On Sunday, President Reuven Rivlin tasked Benny Gantz and his centrist Blue and White party with forming a government after the Arab-majority Joint List as well as Avigdor Lieberman’s Yisrael Beiteinu party endorsed Gantz as prime minister.
If Gantz is able to form a government without Prime Minister Benjamin Netanyahu, the math dictates that it will require including the Arab-majority parties in a coalition or relying on Joint List support for a minority government.
Considering the Joint List in any type of government formation is controversial in some quarters because the Joint List represents Israel’s Arabs rather than its Jewish majority, and is therefore comprised of parties that are not Zionist.
In Israel’s Basic Law, the Knesset lays out the requirements for preventing political parties and individual candidates from running in Knesset elections. The three things that make candidate lists and candidates ineligible to stand for election are: negating Israel’s existence as a Jewish and democratic state; inciting to racism; and supporting armed struggle by a hostile state or terrorist organization against Israel.

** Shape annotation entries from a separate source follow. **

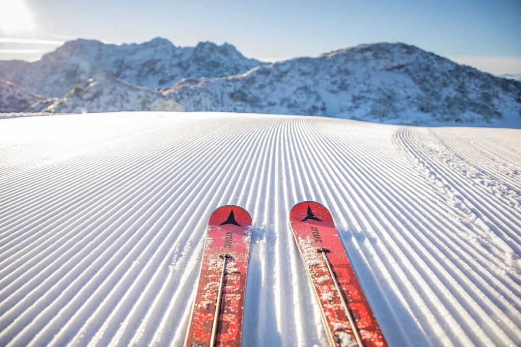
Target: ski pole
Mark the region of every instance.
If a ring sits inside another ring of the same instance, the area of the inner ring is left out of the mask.
[[[222,271],[221,272],[221,280],[219,283],[217,302],[215,305],[215,312],[214,313],[214,323],[212,326],[212,337],[210,338],[210,347],[215,347],[217,342],[217,327],[219,326],[219,316],[221,311],[221,300],[222,298],[222,285],[225,281],[225,274],[226,272],[226,259],[231,258],[231,255],[227,253],[223,253],[219,254],[219,258],[223,259]]]
[[[340,297],[340,300],[342,301],[342,304],[344,306],[344,310],[345,311],[345,314],[348,316],[348,319],[349,320],[349,324],[351,326],[351,329],[353,330],[353,335],[355,336],[355,339],[356,340],[356,343],[358,344],[358,347],[364,347],[364,344],[362,342],[362,339],[360,338],[360,335],[358,333],[358,329],[356,328],[356,326],[355,325],[354,319],[353,319],[353,316],[351,315],[351,312],[349,311],[349,309],[348,307],[348,303],[345,301],[345,298],[344,297],[344,295],[340,290],[340,286],[338,284],[338,281],[337,280],[337,277],[334,275],[334,273],[333,272],[333,269],[331,267],[331,264],[329,263],[329,259],[327,258],[327,254],[326,253],[329,252],[329,250],[327,248],[318,248],[317,249],[317,252],[320,252],[322,253],[322,256],[324,256],[324,260],[326,261],[326,265],[327,265],[328,269],[329,270],[329,274],[331,275],[331,278],[332,279],[333,281],[334,282],[334,286],[337,288],[337,291],[338,292],[338,295]]]

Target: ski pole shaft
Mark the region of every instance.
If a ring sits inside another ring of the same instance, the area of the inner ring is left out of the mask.
[[[358,333],[358,329],[356,328],[356,325],[355,324],[355,321],[353,318],[353,315],[351,315],[351,312],[349,311],[349,308],[348,307],[348,303],[345,301],[345,298],[344,297],[343,293],[340,289],[340,286],[338,284],[338,281],[337,280],[337,277],[334,275],[334,273],[333,272],[333,268],[331,267],[331,263],[329,262],[329,259],[327,257],[327,254],[326,254],[327,252],[329,251],[329,250],[327,248],[319,248],[317,250],[322,253],[322,256],[324,257],[324,260],[326,261],[326,265],[327,265],[327,268],[329,270],[329,274],[331,275],[331,278],[333,280],[333,282],[334,283],[334,286],[337,288],[337,291],[338,292],[338,295],[340,297],[340,300],[342,301],[342,304],[344,306],[344,311],[345,311],[345,314],[348,316],[348,319],[349,320],[349,324],[351,326],[351,330],[353,331],[353,335],[354,335],[355,339],[356,340],[356,343],[358,344],[358,347],[364,347],[364,343],[362,342],[362,339],[360,338],[360,335]]]
[[[230,254],[219,254],[219,258],[222,258],[222,270],[221,272],[221,280],[219,282],[219,292],[217,294],[217,302],[215,304],[215,312],[214,313],[214,323],[212,326],[212,336],[210,338],[210,347],[215,347],[217,343],[217,328],[219,326],[219,316],[221,312],[221,301],[222,299],[222,286],[226,273],[226,260],[231,258]]]

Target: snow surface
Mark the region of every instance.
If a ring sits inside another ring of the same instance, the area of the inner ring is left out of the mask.
[[[253,219],[244,345],[325,345],[290,209],[391,345],[521,344],[521,131],[122,112],[0,120],[0,345],[179,345],[206,224]]]

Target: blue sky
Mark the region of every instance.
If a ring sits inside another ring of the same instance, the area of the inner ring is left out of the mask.
[[[9,15],[15,3],[27,11]],[[24,22],[27,13],[31,19]],[[519,0],[0,0],[0,23],[15,17],[0,24],[0,37],[11,38],[0,38],[0,59],[33,59],[77,37],[120,43],[160,36],[180,46],[227,42],[266,60],[398,41],[492,73],[521,73]]]

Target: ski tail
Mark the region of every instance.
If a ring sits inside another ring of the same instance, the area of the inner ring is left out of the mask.
[[[251,216],[239,206],[210,215],[186,347],[241,345],[251,229]]]
[[[387,346],[329,211],[315,201],[300,202],[290,212],[290,224],[330,344]]]

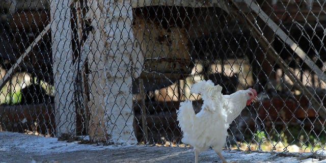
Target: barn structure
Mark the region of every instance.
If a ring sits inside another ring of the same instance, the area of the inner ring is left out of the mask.
[[[263,132],[287,139],[285,149],[326,138],[319,1],[0,4],[0,130],[178,145],[179,102],[193,100],[198,112],[189,88],[211,79],[224,94],[259,93],[231,125],[230,144],[260,144]]]

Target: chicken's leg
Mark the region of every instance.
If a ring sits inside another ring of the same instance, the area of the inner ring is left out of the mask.
[[[228,163],[228,162],[227,162],[226,160],[225,160],[225,158],[224,158],[224,157],[223,157],[222,154],[221,154],[221,152],[220,151],[218,151],[217,150],[215,150],[215,149],[214,150],[215,150],[215,152],[216,152],[216,153],[218,154],[219,156],[220,156],[220,158],[222,160],[222,162],[223,162],[223,163]]]
[[[196,148],[194,149],[194,150],[195,151],[195,163],[198,163],[198,155],[199,154],[199,151],[196,149]]]

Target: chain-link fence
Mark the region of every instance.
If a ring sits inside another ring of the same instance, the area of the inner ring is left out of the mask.
[[[227,147],[323,148],[324,4],[2,1],[0,130],[184,146],[176,111],[211,79],[258,93]]]

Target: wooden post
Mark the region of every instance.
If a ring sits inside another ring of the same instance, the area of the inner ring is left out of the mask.
[[[90,139],[135,144],[131,63],[134,37],[131,1],[88,1]]]
[[[69,0],[53,0],[50,4],[57,137],[76,134],[69,5]]]
[[[142,99],[141,106],[141,114],[142,114],[142,126],[143,127],[143,131],[144,134],[144,140],[145,143],[148,143],[148,132],[147,131],[147,112],[146,106],[145,101],[145,91],[144,90],[144,81],[143,79],[139,79],[139,89],[141,98]]]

The Central Elections Committee decides when one of these wires has been tripped, and the decision must be upheld or overturned by the Supreme Court. In every election cycle, challenges to parties and candidates are brought, and the Supreme Court inevitably disqualifies some while allowing others.
Yet the word of the Central Elections Committee and the Supreme Court is not the final one. There is another debate that takes place, not over the legality of some parties and candidates but over their legitimacy. Over the past year, this debate played out with regard to the Kahanist party Otzma Yehudit, which was not barred from running in Knesset elections despite the ban on party head Michael Ben Ari. While it seems like a lifetime ago, observers of Israeli politics will recall the controversy over Otzma’s inclusion in the Union of Right-Wing Parties in the April election because of this debate over whether it should be considered legitimate.
Otzma’s subsequent solo runs in the second and third elections partly stemmed from the uproar caused by the legitimacy granted to it by other right-wing parties in the first election cycle and the conviction on the part of many Israelis that, legality aside, Otzma was beyond the scope of acceptability.
This debate over legitimacy takes place most often and most prominently with the Joint List, which is an amalgam of four parties that primarily receive the votes of Israel’s Arab citizens. As the Joint List has grown in size, with its parties winning 10 seats in April, 13 seats in September and 15 seats earlier this month, its potential inclusion in a coalition government has gone from a theoretical concern to a practical one.
When Netanyahu and others speak of gaining a majority of Zionist votes or Zionist seats as the appropriate determining factor in who gets to form the government, they are explicitly keeping the Joint List out of the equation because the Joint List does not share the goal of Israel as the state of the Jewish people.
Since Israel was founded precisely to be a Jewish state, it is understandable that many use Zionism as a litmus test for which parties and individuals should be included inside the tent. Despite the fact that the Joint List’s 15 seats are never going to put Israel’s status as a Jewish state at risk, standing upon Zionism as a principle does not depend on the precise numbers involved. The problem is not that people want to stand on Zionism; it is that they do so selectively so that their principled stand invalidates only Israel’s Arabs.
When Netanyahu spoke after the election of a Zionist majority, he included the charedi Orthodox United Torah Judaism in those ranks. UTJ does not identify as Zionist, is opposed to its constituents serving in the IDF and, except in extraordinary circumstances, only allow its Knesset members to serve as deputy ministers rather than full ministers because to do otherwise would be granting legitimacy to Israel as a Jewish state governed by secular law. Zionism, of course, supports Jewish political sovereignty in the Jewish homeland, whereas UTJ only supports such sovereignty if it is a state of halacha, or Jewish law, that results from the messianic age. But unlike the Joint List, UTJ is included in the Zionist consensus.
To take another example, Otzma Yehudit’s ostracization was a result of its virulent racism and not because of its rejection of Zionism. But Otzma Yehudit and elements of other right-wing parties such as Tekuma — from whose ranks hails Bezalel Smotrich, Israel’s transportation minister — do not accept the full authority of the government of Israel. Their ideology allows for loyalty to the state only insofar as it carries out a set of religious and nationalist objectives, primarily settling the West Bank as an obligation that supersedes anything else. This is in direct contradiction to Zionism, which views the State of Israel as the ultimate expression of Jewish sovereignty irrespective of any specific territorial or religious objectives.
But unlike the Joint List, the Israeli far right is included in the Zionist consensus.
If unwavering devotion to and acceptance of Zionism is a requirement for being involved in governing the State of Israel, then it must be applied neutrally and across the board. Anyone is free to object to the Joint List’s inclusion on these grounds, but if it is only the Joint List that you find objectionable, think about whether you are defending Zionism as a principle or whether your agenda is actually about something else.
Michael Koplow is policy director of the Israel Policy Forum. His column appears monthly.